Jung pointed out that no alchemist ever laid claim to having gone beyond the second stage, but he emphasized that how far the alchemist succeeded in his endeavors is really much less important than the fact that he was gripped by the numinous archetype behind his effort, so that he went on trying without interruption throughout his whole life. ~Barbara Hannah, Jung: His Life and His Work, Page 227

Dorn was an exception in that he tried to reach a third stage, which he called the union with the unus mundus.

Dorn did not, however, regard this as the outer world but as the potential one world from which everything was created, and his highest aim was to reunite mankind with this unus mundus, this potential world of the first day of creation when everything was still one. ~Barbara Hannah, Jung: His Life and His Work, Page 227

This is possible only after the soul has been reunited with the body, or the spirit with matter, in the second stage and man, or the content of the retort, has thus become strong and whole enough to stand the impact.

This potential world is the foundation of everything, just as the Self is the basis of the individual and includes its past, present, and future. ~Barbara Hannah, Jung: His Life and His Work, Page 227

Jung said:

“Thethought Dorn expresses by the third degree of conjunction is universal: it is the relation or identity of the personal with the suprapersonal atman, and of the individual Tao with the universal Tao.” ~Barbara Hannah, Jung: His Life and His Work, Page 227

Western man thinks this a mystical idea because he has no experience of any world except the outer visible world, and he cannot therefore see that the Self enters three-dimensional reality when the ego touches the potential world, the unus mundus.

Jung had just such an experience—as we have seen and often recalled—on the Athi Plains near Nairobi when he saw:

. . . the world as it had always been in the state of non-being. . . . There I was now, the first human being to recognize that this was the world, but who did not know that in this moment he had first really created it. There the cosmic meaning of consciousness became overwhelmingly clear to me.

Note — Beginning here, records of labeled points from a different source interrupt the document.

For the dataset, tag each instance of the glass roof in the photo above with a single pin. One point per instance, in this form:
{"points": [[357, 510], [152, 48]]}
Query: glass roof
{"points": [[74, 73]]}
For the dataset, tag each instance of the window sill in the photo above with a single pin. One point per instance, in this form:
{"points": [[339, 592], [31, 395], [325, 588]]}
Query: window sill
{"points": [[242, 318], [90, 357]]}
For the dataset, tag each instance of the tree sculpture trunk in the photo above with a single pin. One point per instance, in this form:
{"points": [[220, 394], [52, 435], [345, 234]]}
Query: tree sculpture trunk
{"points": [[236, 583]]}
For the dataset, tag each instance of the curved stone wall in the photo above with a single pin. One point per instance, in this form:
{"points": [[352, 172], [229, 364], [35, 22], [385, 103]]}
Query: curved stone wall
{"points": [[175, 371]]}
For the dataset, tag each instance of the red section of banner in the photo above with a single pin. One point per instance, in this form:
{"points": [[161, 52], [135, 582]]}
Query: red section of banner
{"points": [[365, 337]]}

“What nature leaves imperfect, the art perfects,” say the alchemists. Man, I, in an invisible act of creation put the stamp of perfection on the world by giving it objective existence. This act we usually ascribe to the Creator alone, without considering that in so doing we view life as a machine calculated down to the last detail, which, along with the human psyche, runs on senselessly, obeying foreknown and predetermined rules.

Then Jung thought of his old Pueblo Indian friend and how he had envied his meaningful certainty that he had to help his father the sun to cross the sky each day; and in that moment Jung realized the longed-for myth of our own:

“Human consciousness created objective existence and meaning, and man found his indispensable place in the great process of being. ~Barbara Hannah, Jung: His Life and His Work, Page 227

This was such a moment when the Self cane into reality by the ego entering “into relationship with the world of the first day of creation,” for it was naturally the Self and not the ego that put “the stamp of perfection on the world by giving it objective existence.”

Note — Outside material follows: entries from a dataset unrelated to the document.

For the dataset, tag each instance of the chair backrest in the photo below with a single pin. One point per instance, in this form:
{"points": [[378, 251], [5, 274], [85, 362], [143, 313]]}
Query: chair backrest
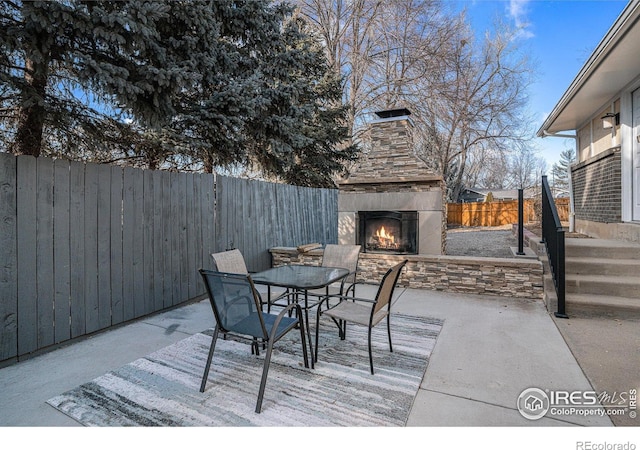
{"points": [[230, 261], [235, 303], [345, 256], [387, 286]]}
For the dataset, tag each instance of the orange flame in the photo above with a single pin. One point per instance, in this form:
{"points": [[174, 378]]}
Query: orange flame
{"points": [[385, 236]]}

Or, in the language we used when considering this experience of Jung’s before, it was his No. 2 personality, although the experience had to be registered by No. l. The No. 2 personality was called forth and made intensely real by the glimpse Jung had of the world as it was first created, the potential world of the beginning.

The unus mundus showed itself to Jung as he stood there by himself.

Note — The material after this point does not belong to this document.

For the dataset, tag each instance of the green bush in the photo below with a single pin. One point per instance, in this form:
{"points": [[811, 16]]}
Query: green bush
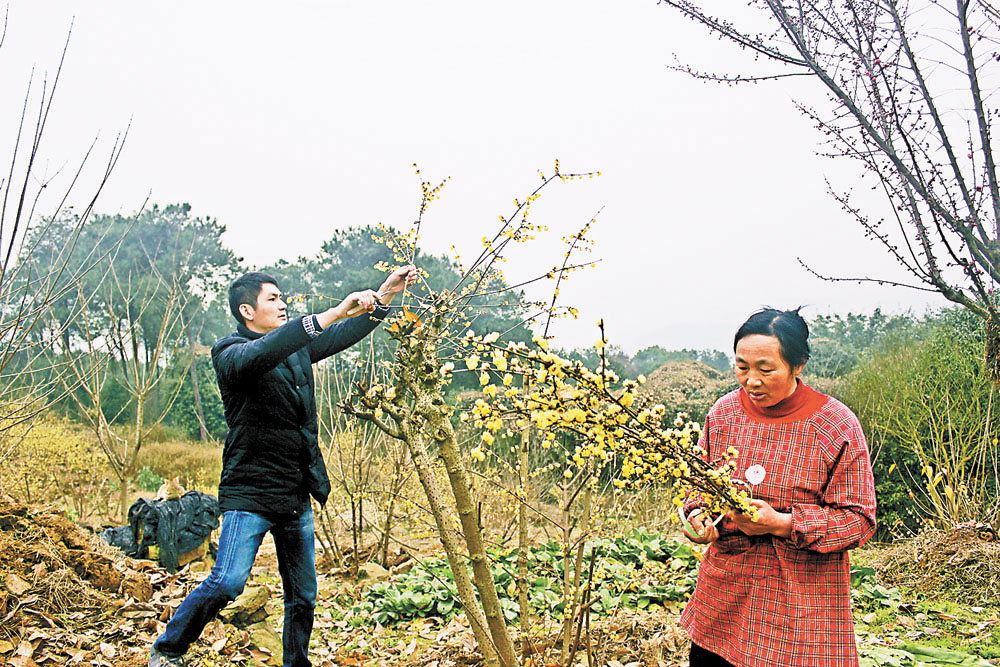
{"points": [[927, 408], [635, 570]]}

Although Dorn saw that man himself had to become one in order to be capable of facing this third stage, he, like all the other alchemists, labored incessantly to produce in his retort the sky blue fluid, and his hope was that he could bring about a union between this subtle substance and the unus mundus and thus complete the third stage.

Jung remarked at the beginning of his chapter on the third stage, “The Unus Mundus,” that Dorn was a “significant exception,” for he realized that the production of the stone, or sky-blue fluid, marked only “the completion of the second stage of conjunction.” ~Barbara Hannah, Jung: His Life and His Work, Page 227

He pointed out that this agrees with psychological experience, and continued:

For us the representation of the idea of the self in actual and visible form is a mere rite d’ entrée, as it were a propaedeutic action and mere anticipation of its realization. ~Barbara Hannah, Jung: His Life and His Work, Page 228

The existence of a sense of inner security by no means proves that the product will be stable enough to withstand the disturbing or hostile influences of the environment.

The adept had to experience again and again how unfavorable circumstances or a technical blunder or—as it seemed to him—some devilish accident hindered the completion of his work, so that he was forced to start all over again from the very beginning.

Anyone who submits his sense of inner security to analogous psychic tests will have similar experiences.

More than once everything he has built will fall to pieces under the impact of reality, and he must not let this discourage him from examining, again and again, where it is that his attitude is still defective, and what are the blind spots in his psychic field of vision.

Just as a lapis Philosophorum, with its miraculous powers, was never produced, so psychic wholeness will never be attained empirically, as consciousness is too narrow and too one-sided to comprehend the full inventory of the psyche.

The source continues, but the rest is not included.